Неожиданно эта работа оказалась для него весьма интересной. Он и вправду быстро вошел во вкус этих занятий, по своей сути чисто этнографических. Ему нравилось, что он чуть ли не каждый день узнает о своих хористах нечто новое, нравилось, что они всегда повернуты к нему, открыты и доверчивы, как младенцы. У них теперь не было от него тайн, и это его, без сомнения, трогало. Он явно относился к ним со все большей симпатией и был этому очень рад.

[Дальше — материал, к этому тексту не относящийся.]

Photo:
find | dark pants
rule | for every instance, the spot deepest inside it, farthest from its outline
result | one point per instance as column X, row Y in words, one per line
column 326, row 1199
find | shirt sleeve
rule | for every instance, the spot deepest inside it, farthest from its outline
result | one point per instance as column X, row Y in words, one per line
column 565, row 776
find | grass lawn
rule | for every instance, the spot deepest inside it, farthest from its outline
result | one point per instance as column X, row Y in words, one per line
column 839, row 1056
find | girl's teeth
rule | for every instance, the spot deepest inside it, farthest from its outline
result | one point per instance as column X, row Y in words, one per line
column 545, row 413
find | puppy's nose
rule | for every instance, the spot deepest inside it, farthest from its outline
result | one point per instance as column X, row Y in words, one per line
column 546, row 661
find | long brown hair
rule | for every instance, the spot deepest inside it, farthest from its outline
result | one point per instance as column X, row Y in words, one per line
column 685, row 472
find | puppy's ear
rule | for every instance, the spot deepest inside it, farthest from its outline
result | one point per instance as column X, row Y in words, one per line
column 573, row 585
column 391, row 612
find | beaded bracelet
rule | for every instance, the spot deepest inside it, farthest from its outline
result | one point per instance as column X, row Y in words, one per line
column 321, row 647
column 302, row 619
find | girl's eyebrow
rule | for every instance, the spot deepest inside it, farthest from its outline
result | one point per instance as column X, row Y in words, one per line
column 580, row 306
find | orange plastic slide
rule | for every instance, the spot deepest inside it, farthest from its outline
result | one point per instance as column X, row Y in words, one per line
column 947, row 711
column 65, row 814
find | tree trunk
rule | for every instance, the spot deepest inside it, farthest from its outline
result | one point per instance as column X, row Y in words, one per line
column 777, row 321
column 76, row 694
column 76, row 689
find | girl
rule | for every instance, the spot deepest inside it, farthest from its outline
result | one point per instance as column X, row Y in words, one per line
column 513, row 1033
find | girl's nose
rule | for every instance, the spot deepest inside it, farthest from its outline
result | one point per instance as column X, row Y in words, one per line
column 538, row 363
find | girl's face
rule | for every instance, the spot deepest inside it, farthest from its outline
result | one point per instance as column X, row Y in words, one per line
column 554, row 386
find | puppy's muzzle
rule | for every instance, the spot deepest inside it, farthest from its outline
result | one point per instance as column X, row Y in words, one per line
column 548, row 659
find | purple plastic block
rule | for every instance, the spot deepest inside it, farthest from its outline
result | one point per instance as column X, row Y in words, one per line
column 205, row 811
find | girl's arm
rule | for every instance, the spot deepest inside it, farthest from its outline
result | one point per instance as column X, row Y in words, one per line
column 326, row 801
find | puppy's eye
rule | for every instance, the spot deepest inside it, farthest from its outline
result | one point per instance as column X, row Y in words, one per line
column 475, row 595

Скоро он увлекся своими хористами настолько, что, по свидетельству близких друзей Лептагова, того же Старицына, ни о ком другом разговаривать с ним стало невозможно. И все же это было лишь увлечение, никто, ни один человек из тех, с кем я разговаривал, ни разу не сказал мне, что он их полюбил. Я ждал этого слова, пожалуй, даже намекал своим собеседникам, что жду, что они его скажут, но оно так и не прозвучало.
На летний сезон 1926 года пришелся пик интереса Лептагова и к скопцам, и к хлыстам. Узнав о них за последний год больше, чем за четыре предыдущих, он словно переполнился; теперь ему надо было начинать строить, иначе все это в нем бы перегорело. То, что он возводит в двадцать шестом году, мало похоже на его предыдущие постройки, сразу видно, насколько нарушены в этих храмах пропорции. В отличие от его прежних работ, они массивны, устойчивы, но напрочь лишены легкости. Это во всех отношениях скопческие молитвенные дома, другие голоса использовались Лептаговым, когда он их ставил, лишь на подсобных работах.
В них и здесь не было особой нужды, и он брал их только для того, чтобы хоть как-то занять людей, сгладить недовольство остальных голосов. В том, что он строил тем летом, было настолько явным, что он решил отказаться от роли дирижера, мирового судьи, сам теперь признает лишь скопческий путь к Богу, что это едва не вызвало в хоре новый раскол – первый подобного рода случай за время его жизни в Кимрах. Все же другие хористы и здесь смирились, так что в конце концов эта история лишь укрепила власть Лептагова над хором, еще больше развязала ему руки.